Cornell Üniversitesi'nde biyolojik istatistik ve hesaplamalı biyoloji profesörü olan Alon Keinan'ın laboratuarında çalışan doktora sonrası bir araştırmacı olan Kaixiong Ye, “Ters alel, Inuit'te muhtemelen adaptasyonu artırıyor” diyor.

Ye, “Çalışmamız, bir yerleştirme alelini vejetaryen diyetlerle ve silme alelini deniz diyeti ile bağlayan ilk çalışmadır” diyor.

Keinan, “Çalışmaya yardımcı olduğum için şanslı olduğum yerel uyarlamanın en ilginç örneği” diyor. “Birçok çalışma genomun bu bölgesinde adaptasyona işaret etti. Analizlerimiz, uyarlamanın işlevini bildiğimiz küçük bir DNA parçasının eklenmesiyle yapıldığını göstermek için bir araya geliyor. Dahası, Greenlandic Inuit’e ulaştığında, deniz kaynaklı diyetleri ile omega-3’ten zengin olması zararlı olabilir. ”

FADS1 ve FADS2, omega-3 ve omega-6 yağ asitlerini beyin gelişimi ve iltihaplanmayı kontrol etmek için gerekli alt ürünlere dönüştürmek için gerekli enzimlerdir.
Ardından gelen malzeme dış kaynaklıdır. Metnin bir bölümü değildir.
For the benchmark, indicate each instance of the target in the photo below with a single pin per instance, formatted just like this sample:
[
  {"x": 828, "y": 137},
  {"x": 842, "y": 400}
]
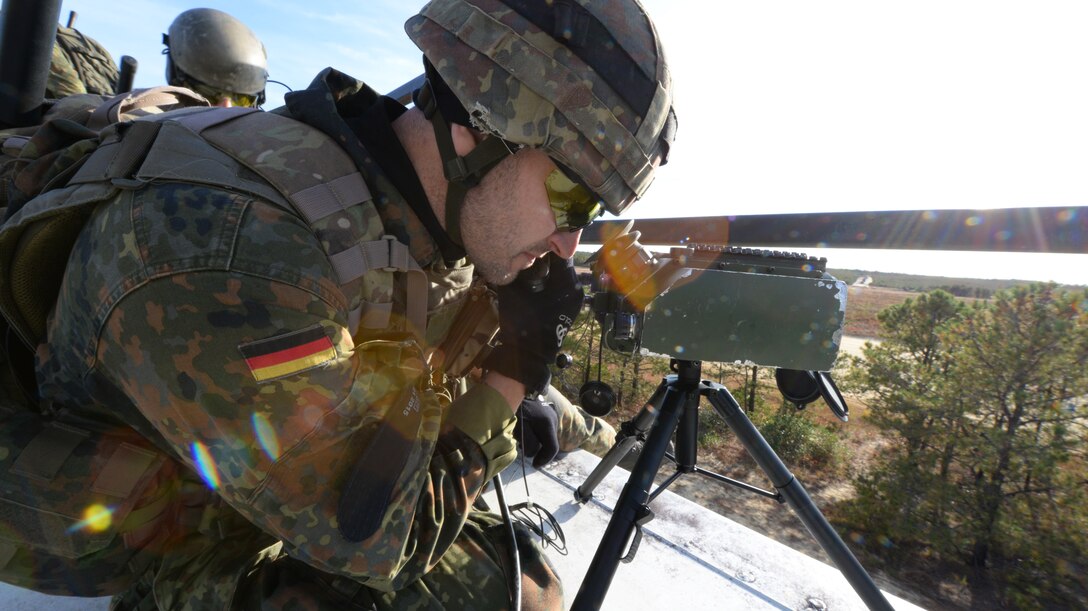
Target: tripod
[{"x": 674, "y": 408}]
Et ve deniz ürünleri yiyenlerin doğru beslenme için FADS1 ve FADS2 enzimlerine daha az ihtiyacı vardır, çünkü omega-3 ve omega-6 yağ asidi dönüşüm süreci daha basittir ve daha az adım gerektirir.

Kişiselleştirilmiş beslenme

Dergisinde yayımlanan Moleküler Biyoloji ve EvrimYeni çalışma, eklemenin FADS1 ve FADS2 ifadesini düzenleyebileceğini ve vejeteryan popülasyonlarda bir adaptasyon olabileceğini varsaydığını gösteren, insan beslenmesi ve kimya profesörü olan eş-kıdemli yazar Tom Brenna'nın önceki çalışmalarına dayanıyor.

Araştırmacılar, öncelikle vejeteryan Hintliler ve 234 ABD bireylerinde 311'teki vejeter alel frekanslarını analiz etmiş ve vejeteryan alelini Kızılderililerin yüzde 68'inde ve Amerikalıların sadece yüzde 18'inde bulmuşlardır. 1,000 Genom Projesi'nden elde edilen verileri kullanarak benzer şekilde vejetaryen alel, Güney Asyalıların yüzde 70, Afrikalıların yüzde 53, Doğu Asyalıların yüzde 29 ve Avrupalıların yüzde 17'inde bulundu.

Ye, “Kuzey Avrupalılar uzun bir süt içme geçmişine sahipler ve uzun zincirli yağ asidi metabolizması için sütten yeteri kadar son ürün aldılar, bu nedenle bu yağ asitlerini öncüllerden sentezleme kapasitelerini artırmak zorunda değiller” diyor.

“Çalışmamızdan çıkan bir sonuç, bu genomik bilgiyi diyetimizi uyarlamak için kullanabilmemizdir, böylece kişisel beslenme olarak adlandırılan genomumuza eşleşir.”

Araştırmacılar, adaptasyonun ilk gerçekleştiği zaman, şempanze veya orangutan genomlarının analizi vejeteryan alelini açığa çıkarmadığından emin değiller. Ancak erken insansı Neandertal ve Denisovan genomlarında alel için kanıtlar vardır.

“İnsan evrimi tarihinde, insanlar farklı çevrelere göç ettiklerinde, bazen bitki bazlı bir diyet yediklerinde, bazen de deniz bazlı bir diyet yediklerini ve farklı zaman aralıklarında bu farklı alellerin uyum sağlamaları mümkün” dedi. alellerin, diyet baskısı altında gelişme eğilimi vardır.

Ulusal Sağlık Enstitüleri ve ABD Tarım Bakanlığı bu çalışmayı finanse etti.